While I am personally happy with what we have right now, I agree we should still allow ourselves to change things (although if we think we want to do that, I wouldn't wait too long with that, so GDAL/geopandas can be updated to follow this as fast as possible). Both in geopandas and GDAL I think this is opt-in, and not used by default (well, for this topic; the also unreleased bbox covering column is written by default in GDAL)

(that's generally the trade-off we have with the desire to have some implementations to test things before calling the 1.1 spec final, and then actually thinking to change things before doing that ..)

jorisvandenbossche commented 5 months ago

have the encoding just be 'columnar'

FWIW I also want to clarify that I find using "columnar" in this context is ambiguous / confusing. When using "columnar" in the context of Parquet as a "columnar file format" or Arrow's "Columnar (in-memory) Format" specification, everything we discuss here is columnar. Also with the WKB encoding, all those WKB values in the geometry column are stored in a "columnar" fashion (all the binary blobs of the WKB values are stored together in one buffer).

jwass commented 5 months ago

Someone recently pointed out to me that there's potentially more efficient geometry encoding techniques, like 'zigzag encoding coordinate deltas in varints

Somewhat tangential - I've been pretty eager to test out new encodings like the varint/delta/zigzag Chris mentioned (used in OSM PBF) and also Parquet's native bit-packed integer encodings as well. Although these would also require x,y columns to be integers not doubles - which I thought might be a non-starter

paleolimbot commented 5 months ago

zigzag encoding coordinate deltas in varints

I am assuming that's from/inspired by twkb? https://github.com/TWKB/Specification/blob/master/twkb.md#zigzag-encode . It would be derailing this thread to talk about that, but I think that would undo the main benefit of this encoding which is that no Geo-specific parsing is required.

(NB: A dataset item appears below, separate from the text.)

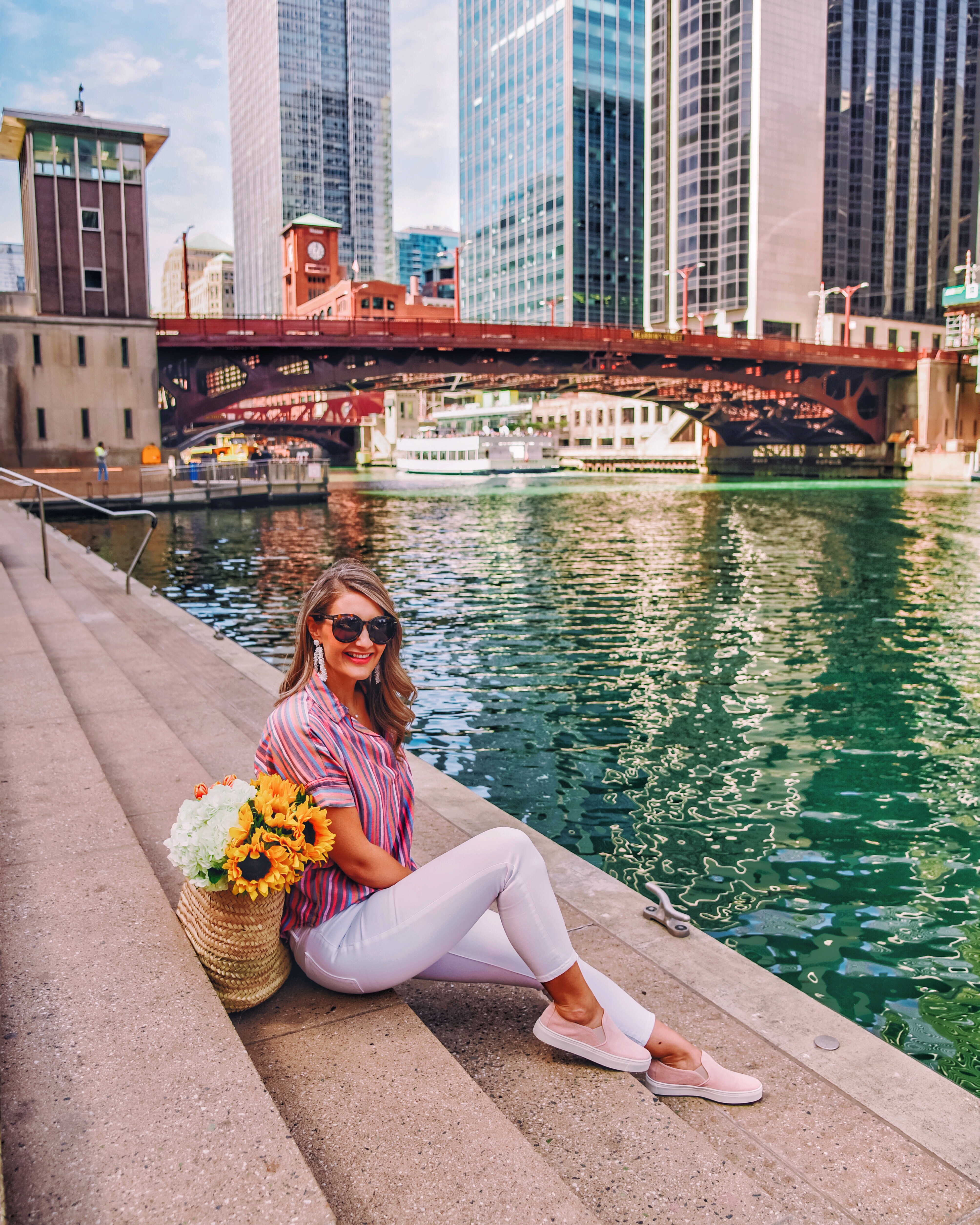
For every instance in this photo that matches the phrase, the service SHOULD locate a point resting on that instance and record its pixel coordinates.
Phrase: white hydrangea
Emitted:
(200, 835)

That's the risk of implementing an unreleased spec

This particular change was an open PR for months that had some pretty significant discussion around how to name the encodings. It was not easy to come up with a consensus...I don't think the result is perfect, but I also don't think it has to perfectly separate concerns (just be specific enough that implementations are able to work with this, which it seems that they are). If/when a better encoding comes along, the name can be updated.

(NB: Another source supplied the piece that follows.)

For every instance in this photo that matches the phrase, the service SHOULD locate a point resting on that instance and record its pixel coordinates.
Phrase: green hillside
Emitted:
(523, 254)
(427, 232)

jwass commented 5 months ago

I am assuming that's from/inspired by twkb? https://github.com/TWKB/Specification/blob/master/twkb.md#zigzag-encode . It would be derailing this thread to talk about that, but I think that would undo the main benefit of this encoding which is that no Geo-specific parsing is required.

I agree and don't want to derail the conversation here. However if we could enable x and y to be fixed precision decimal we could utilize parquet native integer encodings (e.g. delta binary packed) and not need geo-specific parsing to read the coordinates properly... but let's leave that for another discussion :)

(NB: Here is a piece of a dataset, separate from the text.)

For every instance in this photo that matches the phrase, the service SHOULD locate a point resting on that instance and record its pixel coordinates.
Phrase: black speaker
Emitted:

cholmes commented 5 months ago

This particular change was an open PR for months that had some pretty significant discussion around how to name the encodings. It was not easy to come up with a consensus...I don't think the result is perfect, but I also don't think it has to perfectly separate concerns (just be specific enough that implementations are able to work with this, which it seems that they are).

Yeah, I felt bad that I didn't read it closely enough / didn't think about there being new potential encodings.

If/when a better encoding comes along, the name can be updated.

Ah, that's a good point - I was sorta thinking we'd be 'stuck' with these names. But I guess the client logic would just have to be that at version 1.4 or whatever it would need to check the version number.

While we didn't add prefixes now, that doesn't mean we can't add suffixes later if we want to add other encodings, like "point_delta" (or at that point add a prefix like "delta.point")

Cool, I like this idea.

About hiding the single "wkb", that's seems is something we can solve with better rephrasing in the documentation (also renaming them with a prefix still requires to list all options)

Yeah, that sounds good. I'll look into tweaks that may make it clearer. It's good in the full description (one of the geometry types, or WKB), but in the single line it just looks like one of many options.

I personally think it is fine to use the implicit "default" namespace for that.

Sounds great. Thanks to everyone for sounding in, and I agree. I definitely didn't want to try to be pushing for a change at this late time. I mostly just wanted to be sure we had a path to other encodings, and weren't backing ourselves into a corner with declaring this one. But it sounds like we have lots of options. And it's good to have the discussion, to point at in the future if/when people want to propose other encodings.

cholmes commented 5 months ago

have the encoding just be 'columnar'

FWIW I also want to clarify that I find using "columnar" in this context is ambiguous / confusing. When using "columnar" in the context of Parquet as a "columnar file format" or Arrow's "Columnar (in-memory) Format" specification, everything we discuss here is columnar.

Yeah, I was pretty sure that was a poor name - I just didn't want to spend a lot of time crafting an 'ideal' name when all I was trying to do was to make the point. If we had overwhelming enthusiasm to change (which to be clear I personally don't) then we could figure out the 'right' name.

cholmes commented 5 months ago

Closing this issue, as it looks like it was well discussed. There were some interesting things in this discussion, like https://github.com/opengeospatial/geoparquet/issues/207#issuecomment-2081787217 but we should just have cleaner issues / PR's.